Variation of Intensity with Distance
- Major problem for remote sensing is reduction of intensity with distance
- Intensity falls off in proportion to the square of the distance
Instrument A is 10000 km from a warm object; instrument B is 30000 km away from the same object. Instrument A will receive 9 times greater intensity of radiated energy than instrument B.
- Satellites at higher altitudes (1000 -- 30,000 miles) can observe large portions of Earth's surface all at once -- useful for meteorological observations.
- For detailed observations, satellite observes only a small area at a time. As satellite moves along its orbit, it views a swath that follows the satellite's ground track.
- Pushbroom scanning -- electromagnetic (e/m) radiation from a rectangular area on the ground is focused onto an array of sensors (sometimes called a mult-cell sensor). All the cells are identical, and are designed to measure some part of the spectrum. Each cell is responsible for measuring properties of the e/m radiation from a small section of the rectangular area. In the figure below, e/m radiation from the section marked in red is focused onto the corresponding cell (sensor) in the satellite, etc. The sensor then sends the spectral information to the onboard computer. The same process occurs for all of the small sections across the swath simultaneously. A fraction of a second later, the satellite has moved along its orbit, and is then viewing the next rectangular area along the swath (which can be less than a mile across or up to several hundred miles in width).

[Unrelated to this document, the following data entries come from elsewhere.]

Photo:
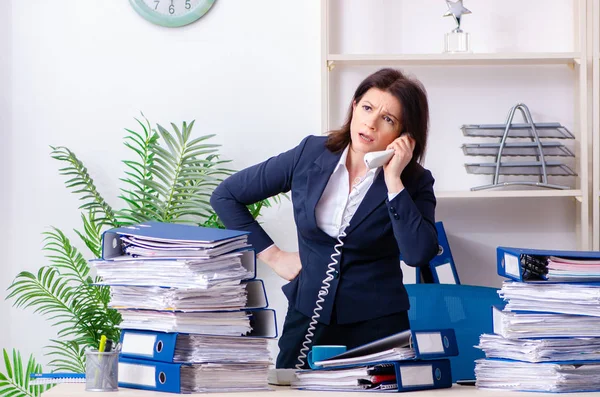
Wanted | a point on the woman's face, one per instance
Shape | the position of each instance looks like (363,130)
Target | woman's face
(375,121)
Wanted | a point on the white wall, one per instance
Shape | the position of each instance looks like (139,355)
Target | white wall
(81,71)
(5,162)
(471,95)
(250,73)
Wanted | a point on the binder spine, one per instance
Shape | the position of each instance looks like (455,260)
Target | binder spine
(423,375)
(435,344)
(149,375)
(156,346)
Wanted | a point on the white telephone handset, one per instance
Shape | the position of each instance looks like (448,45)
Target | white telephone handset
(377,159)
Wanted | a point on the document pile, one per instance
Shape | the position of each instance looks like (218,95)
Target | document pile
(409,360)
(194,316)
(547,338)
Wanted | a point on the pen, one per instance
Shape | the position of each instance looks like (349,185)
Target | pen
(102,345)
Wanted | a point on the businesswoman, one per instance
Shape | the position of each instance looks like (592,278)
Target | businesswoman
(386,212)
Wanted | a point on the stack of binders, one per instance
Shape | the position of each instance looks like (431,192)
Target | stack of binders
(195,319)
(547,337)
(407,361)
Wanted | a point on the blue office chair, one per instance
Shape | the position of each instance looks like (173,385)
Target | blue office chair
(466,308)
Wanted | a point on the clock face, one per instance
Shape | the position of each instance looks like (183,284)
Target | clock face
(172,13)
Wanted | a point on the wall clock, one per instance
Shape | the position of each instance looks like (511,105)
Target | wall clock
(172,13)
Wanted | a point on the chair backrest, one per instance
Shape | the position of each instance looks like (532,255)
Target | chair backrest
(465,308)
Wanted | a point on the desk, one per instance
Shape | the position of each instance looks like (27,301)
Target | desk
(77,390)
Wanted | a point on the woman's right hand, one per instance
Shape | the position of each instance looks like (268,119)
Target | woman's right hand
(287,265)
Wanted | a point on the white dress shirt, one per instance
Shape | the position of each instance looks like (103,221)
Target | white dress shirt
(336,207)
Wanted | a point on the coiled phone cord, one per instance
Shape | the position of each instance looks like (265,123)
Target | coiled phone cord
(324,291)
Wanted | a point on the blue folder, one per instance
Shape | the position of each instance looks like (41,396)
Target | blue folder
(513,262)
(442,265)
(150,375)
(442,268)
(160,346)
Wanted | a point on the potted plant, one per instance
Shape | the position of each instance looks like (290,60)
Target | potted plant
(169,179)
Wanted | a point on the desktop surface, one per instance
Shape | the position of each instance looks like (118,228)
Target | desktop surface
(78,389)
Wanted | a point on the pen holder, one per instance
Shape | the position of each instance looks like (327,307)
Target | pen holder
(101,370)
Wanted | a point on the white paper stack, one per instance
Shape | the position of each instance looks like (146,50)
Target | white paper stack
(544,377)
(235,323)
(188,299)
(174,272)
(579,299)
(547,337)
(200,378)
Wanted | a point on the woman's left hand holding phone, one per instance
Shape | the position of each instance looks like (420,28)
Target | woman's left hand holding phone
(403,151)
(286,264)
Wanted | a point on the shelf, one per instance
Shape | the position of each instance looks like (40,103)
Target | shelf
(576,193)
(525,58)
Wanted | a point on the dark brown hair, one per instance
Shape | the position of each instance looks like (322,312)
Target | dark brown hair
(415,110)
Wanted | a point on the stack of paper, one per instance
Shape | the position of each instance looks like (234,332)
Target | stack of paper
(579,299)
(218,323)
(544,377)
(408,360)
(373,377)
(547,337)
(206,349)
(200,378)
(573,270)
(189,304)
(179,273)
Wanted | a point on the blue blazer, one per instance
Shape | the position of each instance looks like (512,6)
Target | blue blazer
(368,278)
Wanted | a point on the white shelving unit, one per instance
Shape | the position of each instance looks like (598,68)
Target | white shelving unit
(578,61)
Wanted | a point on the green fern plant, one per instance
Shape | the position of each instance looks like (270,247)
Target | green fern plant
(169,179)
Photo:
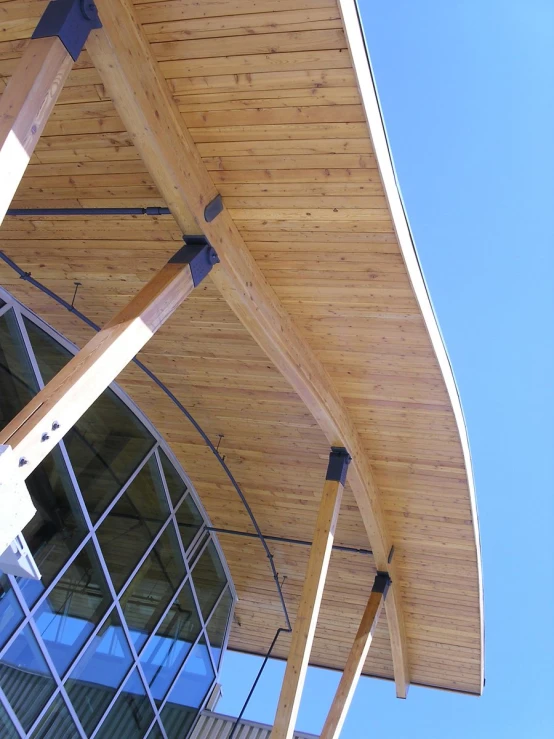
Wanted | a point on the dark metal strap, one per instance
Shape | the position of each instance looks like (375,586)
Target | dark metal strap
(71,21)
(199,254)
(339,459)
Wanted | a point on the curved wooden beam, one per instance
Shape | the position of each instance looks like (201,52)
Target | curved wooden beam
(122,55)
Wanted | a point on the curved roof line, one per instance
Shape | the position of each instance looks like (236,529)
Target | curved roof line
(370,99)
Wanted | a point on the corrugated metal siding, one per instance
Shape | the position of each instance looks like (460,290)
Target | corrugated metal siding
(215,726)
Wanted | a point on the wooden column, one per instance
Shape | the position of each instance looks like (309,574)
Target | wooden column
(35,431)
(356,659)
(306,620)
(33,89)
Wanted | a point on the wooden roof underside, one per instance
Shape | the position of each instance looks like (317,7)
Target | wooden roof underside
(268,92)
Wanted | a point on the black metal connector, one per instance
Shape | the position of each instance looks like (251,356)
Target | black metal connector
(339,459)
(199,254)
(381,583)
(71,21)
(213,209)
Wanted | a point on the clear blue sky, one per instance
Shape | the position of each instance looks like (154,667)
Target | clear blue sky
(467,90)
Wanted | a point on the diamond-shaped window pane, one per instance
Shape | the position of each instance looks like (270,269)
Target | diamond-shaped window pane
(107,443)
(131,714)
(56,723)
(133,522)
(175,483)
(74,607)
(154,585)
(99,673)
(209,579)
(166,651)
(217,626)
(24,673)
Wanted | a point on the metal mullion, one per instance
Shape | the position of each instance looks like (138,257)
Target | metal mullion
(112,702)
(69,669)
(11,713)
(46,656)
(140,562)
(166,611)
(72,557)
(125,487)
(180,670)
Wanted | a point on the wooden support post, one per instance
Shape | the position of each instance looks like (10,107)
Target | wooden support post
(35,431)
(308,611)
(356,659)
(35,86)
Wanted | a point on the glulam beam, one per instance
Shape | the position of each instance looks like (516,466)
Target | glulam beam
(356,659)
(303,631)
(132,77)
(36,430)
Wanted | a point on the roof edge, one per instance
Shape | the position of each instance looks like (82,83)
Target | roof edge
(361,63)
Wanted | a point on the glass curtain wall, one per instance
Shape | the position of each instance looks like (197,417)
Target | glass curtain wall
(123,635)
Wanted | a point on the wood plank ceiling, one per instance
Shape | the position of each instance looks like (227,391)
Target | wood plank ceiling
(270,97)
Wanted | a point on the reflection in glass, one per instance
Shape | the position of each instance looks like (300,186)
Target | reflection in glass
(209,579)
(133,522)
(218,625)
(189,691)
(107,443)
(189,519)
(131,714)
(11,614)
(73,608)
(56,723)
(17,380)
(25,678)
(7,729)
(100,671)
(175,483)
(166,651)
(153,586)
(58,526)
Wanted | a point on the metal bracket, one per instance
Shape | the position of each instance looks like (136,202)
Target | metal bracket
(339,459)
(381,583)
(199,254)
(71,21)
(213,209)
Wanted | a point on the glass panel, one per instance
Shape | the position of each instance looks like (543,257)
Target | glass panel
(209,579)
(7,729)
(189,519)
(25,678)
(131,714)
(166,651)
(133,522)
(11,614)
(17,380)
(175,483)
(218,625)
(153,586)
(56,723)
(107,443)
(189,692)
(99,672)
(73,608)
(58,526)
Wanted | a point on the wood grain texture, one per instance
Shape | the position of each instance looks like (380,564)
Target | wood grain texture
(352,289)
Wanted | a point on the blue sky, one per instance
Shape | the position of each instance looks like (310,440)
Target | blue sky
(467,90)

This is commonly called pushbroom scanning because the entire width of the swath is swept by the sensors at the same time. It requires somewhat simpler optics (lenses, etc.) but also requires a more complex and expensive multi-celled sensor.
- Side scanning -- e/m radiation from the rectangular area on the ground is focused onto a single sensor, but the swath width must be scanned by a mirror in the satellite that pivots back and forth. The pivoting is controlled by the computer so that at any instant, the computer can associate information received by the sensor with the correct small section on the ground. In the figure below, the mirror is first tilted so that e/m radiation from the section marked in red is directed to the sensor, but a fraction of a second later, the mirror is repositioned so that e/m radiation from the section marked in yellow in then directed to the sensor.
This method is called side scanning since the pivoting mirror scans sideways across the swath. As with pushbroom scanning, the small sections on the ground can vary from less than a mile to several hundred miles. This method requires more complex optics (the pivoting mirror must be controlled by the computer very rapidly and precisely), but has the advantage of needing only one sensor.
- Ground track -- refers to the path traced out by a point on the ground directly underneath the satellite. If the Earth did not rotate, the ground track would be a circle, but because of Earth's rotation, the ground track crosses a different part of the Earth each time the satellite goes around its orbit. For remote sensing, this allows the swath of the sensors to cover all of Earth's surface eventually.
- For example, the ground track covering an 8-hour interval for the TOPEX satellite (which measures ocean height and temperature) is shown below (image courtesy of the Jet Propulsion Laboratory). Here the colors indicate ocean height. If this ground track were shown on a three-dimensional map (globe) of the Earth, it would appear as a set of circles, with each one shifted to the left (west) as Earth rotated under the satellite. The flat map (Mercator projection) gives the ground track a distorted appearance here.